4. Very early in the novel, an elderly man hobbles to the grave of Senator Henry Bonwiller, where he breaks down and weeps. Corey says he recognizes the man but never reveals a name. Why not? Who is this man? Why is it important to Corey that he is weeping? Why are we left to discover for ourselves the man’s identity? 

5. Trieste Millbury, the intern at The Speaker-Sentinel, clearly reminds Corey of himself. What role does she play in Corey’s retelling of his past with the Metarey family? Why does he tell her his story? 

6. At one point in the novel, Corey says: “It struck me again, the way it had just begun to do in those days, how diligently privilege had to work to remain oblivious to its cost.” Then he adds, “I’m speaking of myself now, too, of course.” What are the costs, both to himself and others, of the privileges that have been bestowed upon Corey? Has he in fact worked to remain oblivious to these costs? 

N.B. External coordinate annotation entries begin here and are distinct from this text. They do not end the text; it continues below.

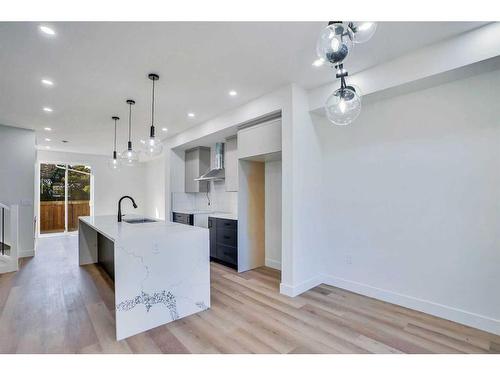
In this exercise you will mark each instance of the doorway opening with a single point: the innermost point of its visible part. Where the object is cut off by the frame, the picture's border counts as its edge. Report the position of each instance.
(259, 212)
(65, 195)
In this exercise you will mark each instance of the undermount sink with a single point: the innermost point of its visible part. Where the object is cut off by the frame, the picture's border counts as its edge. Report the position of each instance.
(141, 220)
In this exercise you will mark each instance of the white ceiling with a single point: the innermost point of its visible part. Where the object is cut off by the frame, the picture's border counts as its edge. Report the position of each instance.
(97, 66)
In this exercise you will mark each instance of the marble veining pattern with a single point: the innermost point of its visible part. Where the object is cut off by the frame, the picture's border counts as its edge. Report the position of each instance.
(164, 297)
(161, 270)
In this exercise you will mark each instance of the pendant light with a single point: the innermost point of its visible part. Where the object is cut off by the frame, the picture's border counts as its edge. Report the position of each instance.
(334, 44)
(129, 156)
(343, 106)
(114, 163)
(153, 146)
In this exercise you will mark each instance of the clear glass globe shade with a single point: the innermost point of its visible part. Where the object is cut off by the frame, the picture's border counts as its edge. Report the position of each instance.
(362, 31)
(153, 147)
(343, 106)
(114, 164)
(334, 43)
(130, 158)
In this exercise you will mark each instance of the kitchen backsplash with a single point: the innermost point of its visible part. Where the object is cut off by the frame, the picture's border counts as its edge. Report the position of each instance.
(220, 200)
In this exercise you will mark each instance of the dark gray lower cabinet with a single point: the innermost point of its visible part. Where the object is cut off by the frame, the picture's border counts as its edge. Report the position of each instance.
(224, 241)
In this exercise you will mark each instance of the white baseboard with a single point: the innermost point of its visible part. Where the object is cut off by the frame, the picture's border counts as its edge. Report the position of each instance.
(443, 311)
(26, 253)
(271, 263)
(295, 290)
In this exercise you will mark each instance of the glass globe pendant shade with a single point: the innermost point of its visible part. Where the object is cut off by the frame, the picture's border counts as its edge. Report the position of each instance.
(334, 43)
(130, 157)
(362, 31)
(343, 106)
(153, 147)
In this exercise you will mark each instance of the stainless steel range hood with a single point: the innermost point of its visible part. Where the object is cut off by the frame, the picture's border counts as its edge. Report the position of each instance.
(218, 173)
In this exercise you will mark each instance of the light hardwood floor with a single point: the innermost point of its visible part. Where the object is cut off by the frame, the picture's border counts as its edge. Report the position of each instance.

7. Newspapers play an important role in Corey’s life–in their pages, he first learns about politics, and during the Bonwiller campaign he becomes obsessed by journalism and journalists; he interacts with reporters like Glenn Burrant and G. V. Trawbridge in significant ways; and, of course, in the end he becomes a newsman himself. In what ways has news reporting changed during the span of this novel–from the time of Eoghan Metarey’s rise, through Corey’s childhood, up until the present day? In what ways has it remained consistent? What effects have these changes and these consistencies had on our democracy? 

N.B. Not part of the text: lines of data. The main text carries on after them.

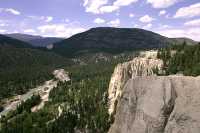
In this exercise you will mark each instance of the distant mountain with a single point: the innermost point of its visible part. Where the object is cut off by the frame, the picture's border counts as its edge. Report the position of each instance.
(181, 40)
(37, 41)
(11, 42)
(23, 66)
(110, 40)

8. In a key scene near the conclusion of the book, Liam Metarey makes a gruesome discovery, then a fateful decision, while driving his tractor through an apple orchard in a blizzard. Why, after making this discovery, does he make this decision? The scene is a pivotal one, yet Corey is not in fact present when it takes place. Since nobody has explicitly told him what happened, Corey’s depiction of the events seems to come largely, or perhaps entirely, from his imagination. What evidence does Corey have for what he deduces? Has Liam Metarey attempted to communicate to him what has occurred? If so, when? And what else might he have been trying to explain to Corey? 

9. In many ways, the interactions of important characters drive the circumstances that result in Liam Metarey’s death. Do you think the principal catalyst for his actions and death was JoEllen Charney? Henry Bonwiller? Andrew Metarey? Or was it something deeper in Liam’s character? 

10. Corey’s description of the relationship between the town of Saline and the Metarey family is one of mutual trust and dependence. How does this relationship change over time, especially with respect to the influence of larger social forces like unionization and the rise of giant corporations? How does the opinion each party has of the other change over time? 

11. Though Corey mentions his wife numerous times early in the text, the reader does not learn who he has married until much later. What is the purpose of delaying this information? And why, when Corey finally reveals his wife’s identity, does he do it with so little fanfare? What is the significance of the information Corey shares with the reader and the information he omits, not only in regard to Clara but to other plot elements as well? Is it fair for Corey to withhold vital parts of his story? Does he leave clues about them nonetheless? 

12. More than once in the novel, the narrator mentions a quotation from Francis Bacon: “If a man shall begin in certainties, he shall end in doubts.” How is this idea reflected in the lives of Liam Metarey, Eoghan Metarey, Granger Sifter, Henry Bonwiller, and Corey? Bacon was no doubt referring to the advent of the scientific method during the seventeenth century, but how might his words apply to our current culture? 

13. Throughout the novel, Corey remembers and retells past events without adhering to chronological order. How does the lack of a linear chronology influence the reader’s experience? Is there a logic to the manner in which he recalls the scenes? Why does he tell the story like this?